Inside "The End".

 

The title is extremely important in a work of art. It is the seal placed to protect the treasure. I do not deny that I purchased this book solely for that reference to Morrison in the title: it was a period during which I would have bought anything that had any more or less significant connection to some rock star. What can I say, I was curious.

The more you read the novel, the more you realize you are inside "The End" by the Doors; it is a disturbing "The End," like the original, or desperate like Nico's version. When the action becomes frenetic and swift, the contrast with the squalid calm of this ideal soundtrack is strong. Squalid, indeed. This is the key word of the novel: squalor.

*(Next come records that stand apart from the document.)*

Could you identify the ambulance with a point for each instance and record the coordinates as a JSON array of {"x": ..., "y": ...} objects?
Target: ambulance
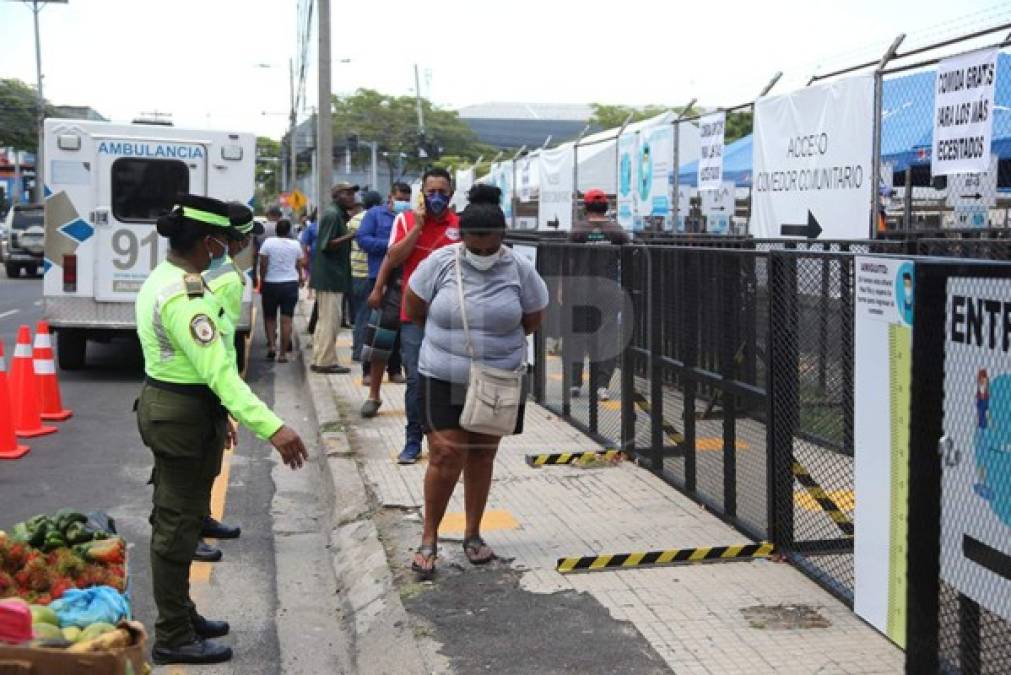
[{"x": 105, "y": 186}]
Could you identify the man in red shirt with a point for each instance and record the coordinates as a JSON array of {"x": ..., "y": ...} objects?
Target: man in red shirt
[{"x": 416, "y": 234}]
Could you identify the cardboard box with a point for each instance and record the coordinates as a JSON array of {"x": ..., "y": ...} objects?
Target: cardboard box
[{"x": 36, "y": 661}]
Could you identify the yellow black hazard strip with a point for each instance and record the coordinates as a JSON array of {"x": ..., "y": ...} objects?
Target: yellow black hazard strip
[
  {"x": 672, "y": 557},
  {"x": 572, "y": 458},
  {"x": 826, "y": 502},
  {"x": 675, "y": 437}
]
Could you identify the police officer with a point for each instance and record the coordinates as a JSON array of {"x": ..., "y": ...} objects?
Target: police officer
[{"x": 191, "y": 385}]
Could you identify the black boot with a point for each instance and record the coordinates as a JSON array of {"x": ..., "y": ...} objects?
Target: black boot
[
  {"x": 205, "y": 553},
  {"x": 215, "y": 529},
  {"x": 205, "y": 628},
  {"x": 197, "y": 652}
]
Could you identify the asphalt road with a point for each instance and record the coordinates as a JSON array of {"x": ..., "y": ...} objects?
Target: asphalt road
[{"x": 96, "y": 462}]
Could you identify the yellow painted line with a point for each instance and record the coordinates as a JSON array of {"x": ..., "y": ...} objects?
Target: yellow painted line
[
  {"x": 845, "y": 499},
  {"x": 455, "y": 523}
]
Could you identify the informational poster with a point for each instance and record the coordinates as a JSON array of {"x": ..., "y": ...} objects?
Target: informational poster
[
  {"x": 554, "y": 209},
  {"x": 718, "y": 207},
  {"x": 711, "y": 134},
  {"x": 971, "y": 196},
  {"x": 813, "y": 175},
  {"x": 883, "y": 370},
  {"x": 655, "y": 178},
  {"x": 976, "y": 449},
  {"x": 627, "y": 178},
  {"x": 963, "y": 113}
]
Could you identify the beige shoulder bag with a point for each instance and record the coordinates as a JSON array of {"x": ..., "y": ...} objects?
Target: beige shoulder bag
[{"x": 493, "y": 394}]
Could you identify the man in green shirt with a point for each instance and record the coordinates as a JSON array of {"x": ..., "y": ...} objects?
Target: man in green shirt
[{"x": 331, "y": 277}]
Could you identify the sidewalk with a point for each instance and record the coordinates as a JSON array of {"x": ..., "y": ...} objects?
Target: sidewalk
[{"x": 723, "y": 617}]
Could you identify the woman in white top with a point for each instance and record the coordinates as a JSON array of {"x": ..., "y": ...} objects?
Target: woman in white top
[{"x": 281, "y": 264}]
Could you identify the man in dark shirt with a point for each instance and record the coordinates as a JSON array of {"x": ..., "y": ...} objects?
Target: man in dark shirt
[
  {"x": 331, "y": 277},
  {"x": 594, "y": 328}
]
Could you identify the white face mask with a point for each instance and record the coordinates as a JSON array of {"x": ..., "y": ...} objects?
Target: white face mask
[{"x": 482, "y": 263}]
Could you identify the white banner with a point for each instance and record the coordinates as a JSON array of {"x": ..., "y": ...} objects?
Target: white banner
[
  {"x": 976, "y": 462},
  {"x": 655, "y": 178},
  {"x": 554, "y": 209},
  {"x": 627, "y": 178},
  {"x": 963, "y": 113},
  {"x": 711, "y": 133},
  {"x": 812, "y": 162},
  {"x": 883, "y": 368}
]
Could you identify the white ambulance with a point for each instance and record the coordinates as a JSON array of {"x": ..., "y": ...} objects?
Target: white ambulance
[{"x": 105, "y": 186}]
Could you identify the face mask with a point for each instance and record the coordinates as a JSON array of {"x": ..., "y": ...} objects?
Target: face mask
[
  {"x": 437, "y": 203},
  {"x": 482, "y": 263},
  {"x": 219, "y": 261}
]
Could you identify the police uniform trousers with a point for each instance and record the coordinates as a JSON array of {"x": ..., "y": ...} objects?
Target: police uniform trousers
[{"x": 185, "y": 427}]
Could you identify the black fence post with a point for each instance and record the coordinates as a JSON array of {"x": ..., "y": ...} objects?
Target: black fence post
[{"x": 784, "y": 393}]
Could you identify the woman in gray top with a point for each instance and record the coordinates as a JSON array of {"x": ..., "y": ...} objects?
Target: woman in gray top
[{"x": 504, "y": 299}]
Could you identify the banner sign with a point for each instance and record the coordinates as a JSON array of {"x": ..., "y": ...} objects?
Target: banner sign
[
  {"x": 711, "y": 133},
  {"x": 812, "y": 162},
  {"x": 655, "y": 178},
  {"x": 976, "y": 449},
  {"x": 554, "y": 209},
  {"x": 627, "y": 178},
  {"x": 963, "y": 107},
  {"x": 883, "y": 372}
]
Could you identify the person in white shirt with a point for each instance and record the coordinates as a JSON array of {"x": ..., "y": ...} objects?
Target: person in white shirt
[{"x": 281, "y": 265}]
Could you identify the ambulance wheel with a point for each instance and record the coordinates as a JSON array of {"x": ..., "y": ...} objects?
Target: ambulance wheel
[{"x": 71, "y": 347}]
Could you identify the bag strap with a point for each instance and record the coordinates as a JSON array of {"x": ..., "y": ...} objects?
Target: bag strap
[{"x": 463, "y": 302}]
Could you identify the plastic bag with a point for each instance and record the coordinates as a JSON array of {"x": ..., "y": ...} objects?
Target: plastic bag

Sick and feverish, yellow like the pages where it is printed, dark and with no return like Morrison's singing in "The End," this is a book of tired lives, that proceed by inertia without the hope of being redeemed. The protagonist, Angel Ros, is the pulp antihero: subjugated by his woman who perhaps does not even love him, victim of circumstances and events, he is a lonely man. Despite the presence of his companion for most of the book, it is easy to discern Angel's squalid solitude. A dreamer, an idealist: he would like a world of literati and poets idolized like rock stars, like his "friend" Morrison, for example. Angel is a man who loves: he loves Joyce and the Doors, he loves his companion Ana, he loves danger (or rather, he undergoes it and then falls in love with it), he loves his ruin, both in a specific sense (Ana) and a general one. Life tortures him, makes him suffer. It offers him the illusion only to shatter it, leaving him helpless to watch.

Bolano and Porta paint a picture in dull tones, perhaps even deathly ones. In a chaotic and ruthless Barcelona, the antihero half-heartedly fights against adversity, endures it, welcomes it into his life. And then he falls in love with it.